🤖 AI Summary
This study addresses the limitations of low-cost air quality sensors, which suffer from drift, cross-sensitivity to environmental factors, and inter-device variability, hindering their regulatory acceptance. The authors propose a novel LSTM-based temporal deep learning calibration framework that integrates time-lagged features, harmonic time encoding, and interaction terms, achieving strong generalization to unseen time periods for the first time. The model is trained and evaluated using reference measurements from the Oxford OxAria network for PM₂.₅, PM₁₀, and NO₂, significantly outperforming a random forest baseline. Validation with the Equivalence Spreadsheet Tool 3.1 demonstrates expanded uncertainties of 9.1% for PM₂.₅, 12.42% for PM₁₀, and 22.11% for NO₂, all meeting established regulatory standards.
📝 Abstract
Low-cost air quality sensors (LCS) provide a practical alternative to expensive regulatory-grade instruments, making dense urban monitoring networks possible.
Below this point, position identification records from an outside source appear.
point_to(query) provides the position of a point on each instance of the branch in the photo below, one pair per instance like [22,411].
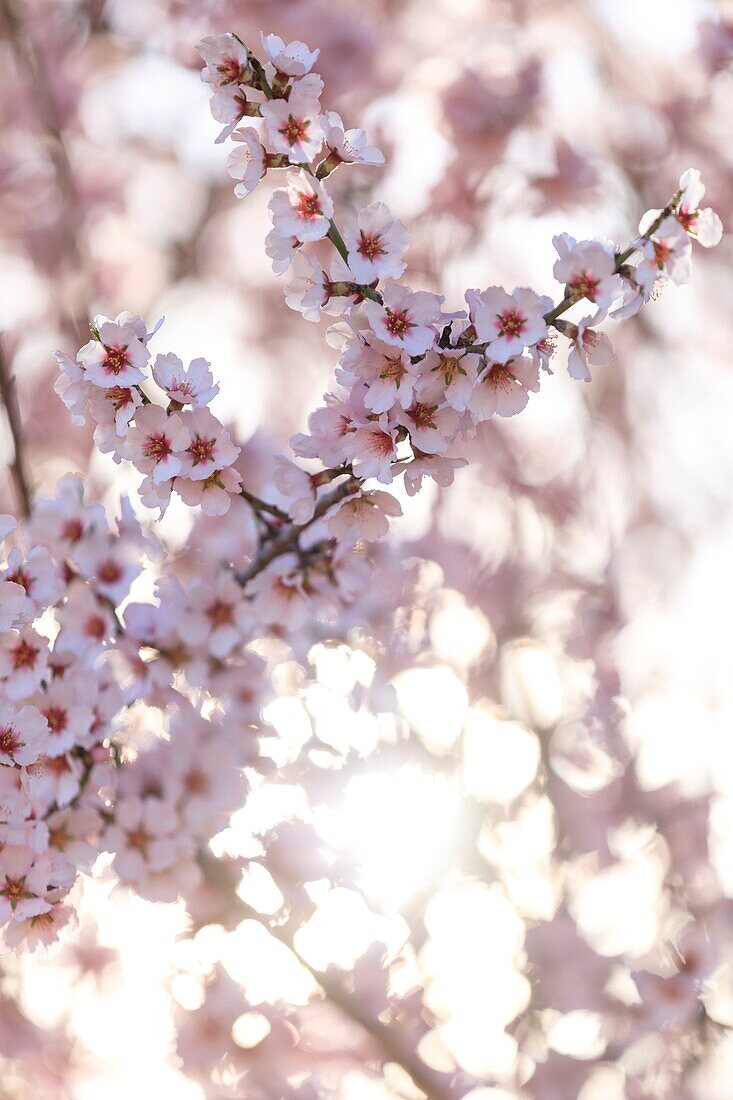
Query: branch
[435,1085]
[18,465]
[288,539]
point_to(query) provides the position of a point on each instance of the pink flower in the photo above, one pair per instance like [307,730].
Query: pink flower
[12,605]
[281,250]
[387,371]
[302,209]
[146,840]
[117,358]
[292,59]
[23,659]
[68,719]
[157,442]
[364,515]
[279,593]
[504,388]
[447,376]
[703,226]
[587,268]
[210,448]
[375,240]
[215,616]
[187,385]
[373,450]
[668,252]
[406,319]
[589,348]
[293,125]
[438,468]
[23,735]
[227,61]
[24,880]
[247,161]
[310,292]
[39,574]
[348,146]
[430,427]
[507,322]
[297,487]
[214,494]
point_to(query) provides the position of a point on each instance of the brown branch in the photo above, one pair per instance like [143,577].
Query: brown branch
[18,464]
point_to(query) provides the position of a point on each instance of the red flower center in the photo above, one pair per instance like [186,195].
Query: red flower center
[24,655]
[116,359]
[398,322]
[370,245]
[584,285]
[308,206]
[201,450]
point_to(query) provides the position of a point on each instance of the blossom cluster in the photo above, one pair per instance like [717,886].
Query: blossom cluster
[414,381]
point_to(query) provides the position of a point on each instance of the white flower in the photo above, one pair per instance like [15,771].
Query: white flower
[210,448]
[310,292]
[297,486]
[348,146]
[117,358]
[281,250]
[193,385]
[587,268]
[668,252]
[227,61]
[447,376]
[507,322]
[438,468]
[247,161]
[156,442]
[302,209]
[589,348]
[293,125]
[279,593]
[12,605]
[364,515]
[215,616]
[23,660]
[375,240]
[292,59]
[504,388]
[405,319]
[373,450]
[23,735]
[214,494]
[387,371]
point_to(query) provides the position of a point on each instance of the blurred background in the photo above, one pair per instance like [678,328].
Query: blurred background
[534,706]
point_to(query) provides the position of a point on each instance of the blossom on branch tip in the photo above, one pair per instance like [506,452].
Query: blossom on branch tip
[406,318]
[375,240]
[302,209]
[507,322]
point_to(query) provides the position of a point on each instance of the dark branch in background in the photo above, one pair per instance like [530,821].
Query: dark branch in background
[18,466]
[30,62]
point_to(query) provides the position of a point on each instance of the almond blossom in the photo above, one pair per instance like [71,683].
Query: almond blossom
[302,209]
[365,515]
[507,322]
[375,240]
[192,385]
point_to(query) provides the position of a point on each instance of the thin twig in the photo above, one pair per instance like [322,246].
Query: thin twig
[18,465]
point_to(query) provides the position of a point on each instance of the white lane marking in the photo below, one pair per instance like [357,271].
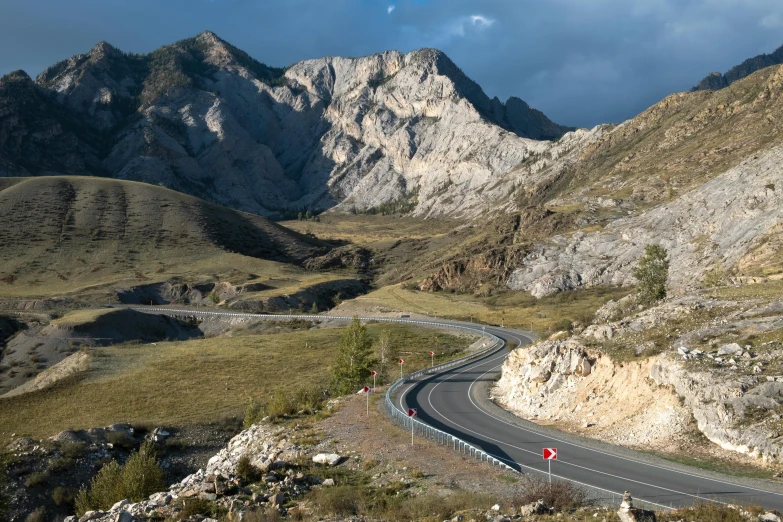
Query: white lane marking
[717,481]
[487,437]
[483,411]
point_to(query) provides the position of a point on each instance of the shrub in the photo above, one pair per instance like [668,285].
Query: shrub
[651,274]
[39,515]
[36,479]
[61,464]
[63,496]
[309,398]
[560,495]
[137,479]
[354,360]
[72,450]
[246,470]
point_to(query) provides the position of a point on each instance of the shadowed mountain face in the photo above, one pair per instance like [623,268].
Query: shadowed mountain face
[202,117]
[716,80]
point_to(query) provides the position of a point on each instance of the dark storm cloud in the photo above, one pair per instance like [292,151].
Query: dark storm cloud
[582,62]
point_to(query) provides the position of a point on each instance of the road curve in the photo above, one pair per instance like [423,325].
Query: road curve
[447,401]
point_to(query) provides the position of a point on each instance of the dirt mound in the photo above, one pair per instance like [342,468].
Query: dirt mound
[40,346]
[66,233]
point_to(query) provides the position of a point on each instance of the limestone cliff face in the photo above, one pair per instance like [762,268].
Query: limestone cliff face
[202,117]
[729,219]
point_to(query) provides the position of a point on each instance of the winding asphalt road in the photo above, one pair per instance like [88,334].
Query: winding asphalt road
[448,402]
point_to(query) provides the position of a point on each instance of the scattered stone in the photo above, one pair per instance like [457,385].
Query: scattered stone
[628,513]
[329,459]
[730,349]
[119,505]
[534,508]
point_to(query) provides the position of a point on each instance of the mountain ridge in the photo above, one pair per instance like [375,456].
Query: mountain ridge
[715,80]
[203,117]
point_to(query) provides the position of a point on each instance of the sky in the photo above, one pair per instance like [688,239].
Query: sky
[581,62]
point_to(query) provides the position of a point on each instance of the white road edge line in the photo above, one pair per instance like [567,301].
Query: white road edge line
[717,481]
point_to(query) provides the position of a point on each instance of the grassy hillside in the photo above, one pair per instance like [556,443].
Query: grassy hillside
[677,144]
[63,235]
[198,381]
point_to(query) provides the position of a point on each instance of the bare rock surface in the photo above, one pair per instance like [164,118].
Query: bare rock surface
[202,117]
[724,220]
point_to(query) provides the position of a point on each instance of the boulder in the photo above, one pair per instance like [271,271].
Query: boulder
[278,499]
[119,505]
[329,459]
[534,508]
[730,349]
[628,513]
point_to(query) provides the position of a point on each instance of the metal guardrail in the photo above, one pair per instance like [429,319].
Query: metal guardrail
[598,495]
[402,419]
[399,417]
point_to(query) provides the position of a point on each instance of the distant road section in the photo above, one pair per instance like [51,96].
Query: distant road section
[448,401]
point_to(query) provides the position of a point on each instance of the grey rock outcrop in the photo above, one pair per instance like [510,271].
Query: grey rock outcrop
[723,220]
[202,117]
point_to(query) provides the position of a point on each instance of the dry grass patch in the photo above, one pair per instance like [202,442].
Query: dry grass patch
[197,381]
[513,309]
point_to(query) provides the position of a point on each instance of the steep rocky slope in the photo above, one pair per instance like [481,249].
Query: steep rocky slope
[698,173]
[651,378]
[202,117]
[104,240]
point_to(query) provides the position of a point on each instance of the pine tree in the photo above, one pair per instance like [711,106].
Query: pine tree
[651,274]
[385,353]
[354,359]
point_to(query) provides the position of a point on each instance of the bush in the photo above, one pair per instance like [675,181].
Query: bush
[63,496]
[39,515]
[354,359]
[36,479]
[651,274]
[72,450]
[136,480]
[246,470]
[560,495]
[195,506]
[60,465]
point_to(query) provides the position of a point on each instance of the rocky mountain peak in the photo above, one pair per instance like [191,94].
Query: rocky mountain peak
[103,49]
[715,80]
[16,76]
[203,117]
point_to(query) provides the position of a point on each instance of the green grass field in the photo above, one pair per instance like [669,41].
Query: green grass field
[198,381]
[88,236]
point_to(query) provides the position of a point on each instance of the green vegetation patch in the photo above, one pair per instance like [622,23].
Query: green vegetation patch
[197,381]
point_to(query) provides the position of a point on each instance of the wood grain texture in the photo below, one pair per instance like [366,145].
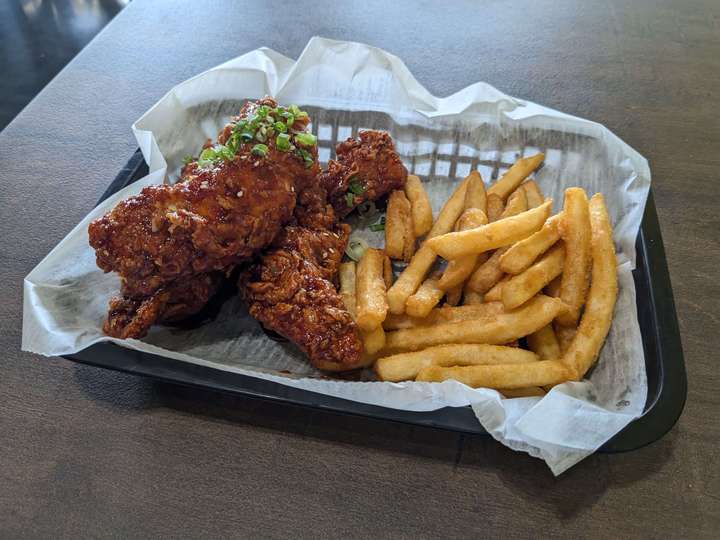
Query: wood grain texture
[90,453]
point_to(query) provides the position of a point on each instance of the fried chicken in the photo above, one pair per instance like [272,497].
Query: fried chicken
[291,289]
[366,169]
[171,243]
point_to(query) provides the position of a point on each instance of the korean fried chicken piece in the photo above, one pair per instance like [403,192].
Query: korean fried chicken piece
[366,169]
[290,291]
[227,206]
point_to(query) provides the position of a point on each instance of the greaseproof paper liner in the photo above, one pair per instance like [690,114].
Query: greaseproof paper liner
[345,87]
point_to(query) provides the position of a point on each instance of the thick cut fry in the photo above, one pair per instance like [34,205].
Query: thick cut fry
[520,256]
[515,175]
[406,366]
[544,343]
[471,298]
[519,289]
[453,296]
[574,229]
[553,288]
[487,274]
[425,298]
[408,282]
[397,219]
[370,290]
[458,270]
[501,233]
[600,305]
[347,287]
[534,195]
[528,391]
[517,204]
[501,328]
[444,315]
[565,335]
[388,275]
[495,294]
[495,207]
[475,196]
[420,203]
[505,376]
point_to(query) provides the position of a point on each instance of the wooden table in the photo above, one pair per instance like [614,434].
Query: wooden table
[88,452]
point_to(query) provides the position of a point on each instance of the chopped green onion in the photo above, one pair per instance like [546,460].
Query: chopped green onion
[260,150]
[306,139]
[356,248]
[282,142]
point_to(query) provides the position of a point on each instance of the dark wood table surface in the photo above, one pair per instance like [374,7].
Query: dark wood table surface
[88,452]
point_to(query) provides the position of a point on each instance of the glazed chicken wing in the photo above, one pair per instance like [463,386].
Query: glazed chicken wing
[171,243]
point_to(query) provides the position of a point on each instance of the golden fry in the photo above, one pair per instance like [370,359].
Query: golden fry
[501,233]
[495,207]
[519,289]
[515,175]
[406,366]
[504,376]
[475,196]
[425,298]
[397,221]
[408,282]
[528,391]
[458,270]
[544,343]
[444,314]
[574,229]
[370,290]
[420,203]
[501,328]
[534,195]
[520,256]
[600,305]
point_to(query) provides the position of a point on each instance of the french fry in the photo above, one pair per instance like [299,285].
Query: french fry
[487,274]
[574,228]
[397,218]
[410,279]
[458,270]
[420,203]
[515,175]
[600,305]
[495,294]
[425,298]
[501,328]
[371,303]
[453,296]
[544,343]
[565,335]
[475,196]
[471,298]
[406,366]
[444,315]
[501,233]
[520,256]
[528,391]
[495,207]
[534,195]
[504,376]
[388,275]
[519,289]
[516,204]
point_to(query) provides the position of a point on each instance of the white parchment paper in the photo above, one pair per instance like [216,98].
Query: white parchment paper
[346,87]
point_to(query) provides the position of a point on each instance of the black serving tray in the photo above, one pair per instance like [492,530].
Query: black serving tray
[667,383]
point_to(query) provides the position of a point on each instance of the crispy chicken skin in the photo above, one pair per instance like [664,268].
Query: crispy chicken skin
[171,238]
[291,289]
[372,162]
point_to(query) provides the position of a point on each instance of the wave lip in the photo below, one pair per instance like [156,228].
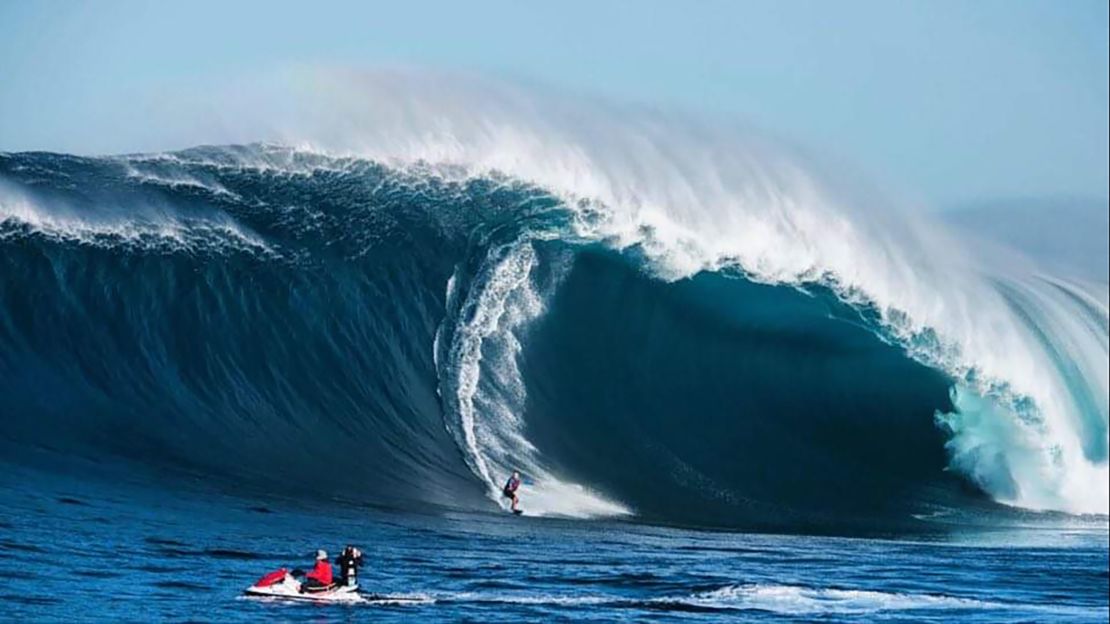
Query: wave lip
[419,298]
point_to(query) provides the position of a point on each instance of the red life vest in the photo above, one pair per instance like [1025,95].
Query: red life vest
[321,573]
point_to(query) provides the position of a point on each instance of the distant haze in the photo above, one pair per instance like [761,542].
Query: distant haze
[1069,233]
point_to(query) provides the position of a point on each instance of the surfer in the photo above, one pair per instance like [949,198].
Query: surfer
[510,491]
[320,579]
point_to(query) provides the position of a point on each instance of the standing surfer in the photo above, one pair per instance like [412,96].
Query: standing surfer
[511,487]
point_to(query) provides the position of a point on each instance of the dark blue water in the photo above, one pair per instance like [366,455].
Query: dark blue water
[93,552]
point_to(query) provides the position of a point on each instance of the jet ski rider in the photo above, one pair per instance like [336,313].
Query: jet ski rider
[350,561]
[320,579]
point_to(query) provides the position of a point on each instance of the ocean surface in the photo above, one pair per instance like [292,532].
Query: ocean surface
[729,395]
[97,552]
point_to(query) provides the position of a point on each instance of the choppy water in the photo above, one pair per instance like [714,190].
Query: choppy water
[82,551]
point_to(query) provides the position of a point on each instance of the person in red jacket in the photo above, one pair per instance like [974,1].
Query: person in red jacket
[320,579]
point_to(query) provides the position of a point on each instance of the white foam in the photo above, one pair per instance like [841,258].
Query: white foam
[140,227]
[490,410]
[699,197]
[793,600]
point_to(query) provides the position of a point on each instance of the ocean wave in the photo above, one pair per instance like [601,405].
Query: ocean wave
[757,358]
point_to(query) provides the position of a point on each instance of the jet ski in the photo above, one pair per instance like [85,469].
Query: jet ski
[282,584]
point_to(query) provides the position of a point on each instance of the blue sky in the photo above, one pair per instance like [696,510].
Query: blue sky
[949,100]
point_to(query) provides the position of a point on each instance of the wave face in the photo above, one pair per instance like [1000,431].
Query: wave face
[409,334]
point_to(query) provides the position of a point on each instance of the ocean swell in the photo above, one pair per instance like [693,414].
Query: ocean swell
[391,330]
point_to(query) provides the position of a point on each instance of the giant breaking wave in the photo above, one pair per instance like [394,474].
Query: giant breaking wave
[678,331]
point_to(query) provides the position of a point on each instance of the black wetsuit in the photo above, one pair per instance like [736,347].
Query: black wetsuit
[349,567]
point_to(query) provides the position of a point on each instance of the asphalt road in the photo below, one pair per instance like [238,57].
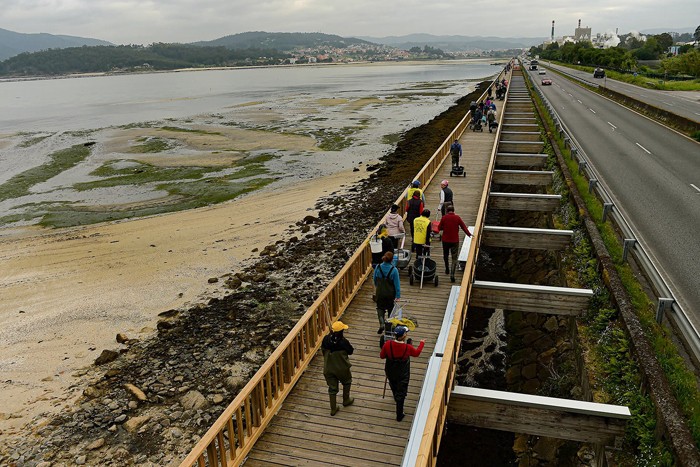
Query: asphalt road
[653,175]
[683,103]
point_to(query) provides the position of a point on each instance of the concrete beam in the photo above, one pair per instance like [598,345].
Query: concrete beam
[522,177]
[521,237]
[521,160]
[524,201]
[530,298]
[581,421]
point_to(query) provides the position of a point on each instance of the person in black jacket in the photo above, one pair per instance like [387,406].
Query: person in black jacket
[336,364]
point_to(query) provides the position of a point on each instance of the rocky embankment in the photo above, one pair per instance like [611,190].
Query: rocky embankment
[148,402]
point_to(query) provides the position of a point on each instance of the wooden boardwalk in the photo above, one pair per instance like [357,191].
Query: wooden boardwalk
[367,433]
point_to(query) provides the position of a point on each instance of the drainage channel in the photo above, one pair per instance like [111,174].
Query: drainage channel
[519,350]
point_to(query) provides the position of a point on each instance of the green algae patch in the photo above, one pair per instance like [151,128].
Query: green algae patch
[151,145]
[189,130]
[59,161]
[182,196]
[27,143]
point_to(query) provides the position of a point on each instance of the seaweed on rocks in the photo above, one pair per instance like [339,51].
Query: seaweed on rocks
[199,359]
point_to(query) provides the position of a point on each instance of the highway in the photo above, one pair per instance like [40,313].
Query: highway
[653,175]
[683,103]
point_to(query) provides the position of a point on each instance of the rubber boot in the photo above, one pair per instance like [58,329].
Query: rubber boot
[347,400]
[334,405]
[399,411]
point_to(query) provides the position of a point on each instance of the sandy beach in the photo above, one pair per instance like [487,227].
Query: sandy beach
[66,293]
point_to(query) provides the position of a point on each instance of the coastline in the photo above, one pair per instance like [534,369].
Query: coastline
[117,277]
[249,67]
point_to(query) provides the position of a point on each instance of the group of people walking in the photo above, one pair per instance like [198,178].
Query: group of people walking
[398,350]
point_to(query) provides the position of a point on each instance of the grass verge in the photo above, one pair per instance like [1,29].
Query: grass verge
[613,348]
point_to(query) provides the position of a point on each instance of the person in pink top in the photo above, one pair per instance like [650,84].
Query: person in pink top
[394,223]
[397,367]
[449,226]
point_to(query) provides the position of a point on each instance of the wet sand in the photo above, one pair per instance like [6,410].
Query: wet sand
[66,293]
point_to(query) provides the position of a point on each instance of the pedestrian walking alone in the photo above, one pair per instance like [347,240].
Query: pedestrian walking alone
[394,224]
[421,234]
[397,366]
[336,364]
[414,208]
[446,197]
[387,287]
[449,226]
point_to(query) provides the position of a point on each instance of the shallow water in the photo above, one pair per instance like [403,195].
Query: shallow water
[349,110]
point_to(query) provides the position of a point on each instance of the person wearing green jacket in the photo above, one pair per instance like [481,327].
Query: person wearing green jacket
[336,364]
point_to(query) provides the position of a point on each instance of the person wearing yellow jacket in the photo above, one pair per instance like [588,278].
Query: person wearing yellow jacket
[421,233]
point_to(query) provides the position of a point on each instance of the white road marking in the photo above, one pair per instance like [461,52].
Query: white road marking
[643,148]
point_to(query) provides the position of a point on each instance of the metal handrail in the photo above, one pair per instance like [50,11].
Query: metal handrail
[665,296]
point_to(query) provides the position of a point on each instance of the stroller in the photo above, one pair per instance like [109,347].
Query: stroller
[475,124]
[402,256]
[423,270]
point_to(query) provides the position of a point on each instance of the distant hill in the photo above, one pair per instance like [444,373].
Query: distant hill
[14,43]
[457,43]
[689,29]
[282,41]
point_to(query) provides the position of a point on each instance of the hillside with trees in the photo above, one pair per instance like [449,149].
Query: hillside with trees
[102,59]
[626,56]
[283,41]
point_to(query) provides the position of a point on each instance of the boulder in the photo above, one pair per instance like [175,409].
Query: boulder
[106,356]
[193,400]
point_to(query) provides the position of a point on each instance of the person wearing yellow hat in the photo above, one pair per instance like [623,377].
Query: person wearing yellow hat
[336,364]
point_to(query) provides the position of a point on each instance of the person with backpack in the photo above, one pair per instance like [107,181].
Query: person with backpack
[421,228]
[387,287]
[446,196]
[336,364]
[398,353]
[394,224]
[456,153]
[386,243]
[414,208]
[449,226]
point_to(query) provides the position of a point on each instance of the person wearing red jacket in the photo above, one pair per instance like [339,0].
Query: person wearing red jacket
[449,226]
[397,367]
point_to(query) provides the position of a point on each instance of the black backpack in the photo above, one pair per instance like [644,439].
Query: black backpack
[386,292]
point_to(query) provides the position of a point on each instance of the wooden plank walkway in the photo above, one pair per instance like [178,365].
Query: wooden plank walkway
[367,433]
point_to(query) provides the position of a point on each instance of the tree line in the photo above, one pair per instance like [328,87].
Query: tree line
[626,55]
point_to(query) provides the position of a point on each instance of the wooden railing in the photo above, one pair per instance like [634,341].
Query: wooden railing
[437,415]
[232,436]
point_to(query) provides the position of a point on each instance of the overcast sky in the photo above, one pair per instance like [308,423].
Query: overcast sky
[148,21]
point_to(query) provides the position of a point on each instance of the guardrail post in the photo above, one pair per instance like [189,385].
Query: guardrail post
[607,207]
[664,303]
[592,183]
[627,244]
[581,165]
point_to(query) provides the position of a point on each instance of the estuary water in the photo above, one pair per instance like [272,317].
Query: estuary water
[304,121]
[101,101]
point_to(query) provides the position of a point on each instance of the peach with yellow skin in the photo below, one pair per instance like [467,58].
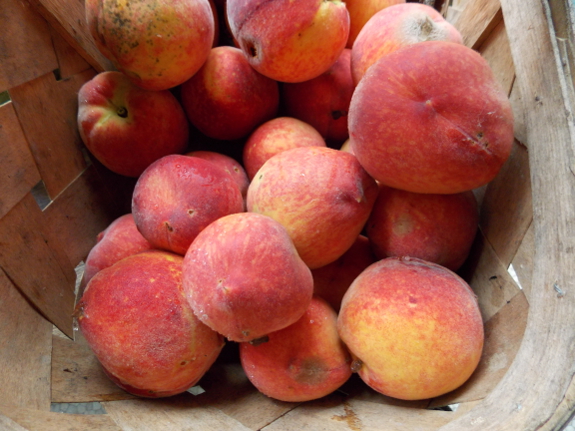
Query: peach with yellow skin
[157,44]
[302,362]
[289,41]
[414,328]
[360,11]
[273,137]
[136,319]
[322,197]
[431,118]
[394,27]
[244,278]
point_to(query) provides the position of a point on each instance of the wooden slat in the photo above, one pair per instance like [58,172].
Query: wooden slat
[26,343]
[77,376]
[506,210]
[175,413]
[68,18]
[47,111]
[488,277]
[34,420]
[503,336]
[18,170]
[542,373]
[477,20]
[26,46]
[33,267]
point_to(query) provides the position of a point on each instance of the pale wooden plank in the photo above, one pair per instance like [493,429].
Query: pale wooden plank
[68,18]
[34,420]
[18,170]
[27,51]
[497,52]
[33,267]
[503,336]
[25,354]
[507,209]
[47,111]
[335,413]
[488,277]
[180,412]
[77,376]
[542,373]
[477,20]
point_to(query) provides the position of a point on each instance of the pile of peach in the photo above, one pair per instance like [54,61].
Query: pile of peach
[331,245]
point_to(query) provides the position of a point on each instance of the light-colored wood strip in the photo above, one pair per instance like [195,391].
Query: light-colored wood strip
[47,111]
[528,396]
[19,172]
[26,46]
[180,412]
[477,20]
[503,336]
[68,18]
[34,420]
[77,376]
[488,277]
[506,210]
[33,267]
[25,353]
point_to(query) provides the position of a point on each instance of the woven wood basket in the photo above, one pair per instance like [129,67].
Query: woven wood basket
[55,199]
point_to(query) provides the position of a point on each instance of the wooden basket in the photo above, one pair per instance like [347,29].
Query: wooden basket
[55,199]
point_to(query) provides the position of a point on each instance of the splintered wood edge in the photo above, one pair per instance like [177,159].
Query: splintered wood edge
[545,360]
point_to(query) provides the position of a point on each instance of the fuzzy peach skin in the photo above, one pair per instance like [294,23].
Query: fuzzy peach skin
[322,197]
[158,44]
[393,28]
[437,228]
[273,137]
[227,98]
[244,278]
[136,319]
[127,128]
[323,102]
[413,327]
[289,41]
[119,240]
[431,118]
[178,196]
[229,164]
[331,281]
[360,11]
[303,362]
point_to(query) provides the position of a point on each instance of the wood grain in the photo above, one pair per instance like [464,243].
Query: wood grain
[18,170]
[25,46]
[25,353]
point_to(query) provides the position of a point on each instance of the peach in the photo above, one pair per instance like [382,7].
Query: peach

Yet their adoption is limited by calibration challenges, including sensor drift, environmental cross-sensitivity, and variability in performance from device to device. This work presents a deep learning framework for calibrating LCS measurements of PM$_{2.5}$, PM$_{10}$, and NO$_2$ using a Long Short-Term Memory (LSTM) network, trained on co-located reference data from the OxAria network in Oxford, UK. Unlike the Random Forest (RF) baseline, which treats each observation independently, the proposed approach captures temporal dependencies and delayed environmental effects through sequence-based learning, achieving higher $R^2$ values across training, validation, and test sets for all three pollutants. A feature set is constructed combining time-lagged parameters, harmonic encodings, and interaction terms to improve generalization on unseen temporal windows. Validation of unseen calibrated values against the Equivalence Spreadsheet Tool 3.1 demonstrates regulatory compliance with expanded uncertainties of 22.11% for NO$_2$, 12.42% for PM$_{10}$, and 9.1% for PM$_{2.5}$.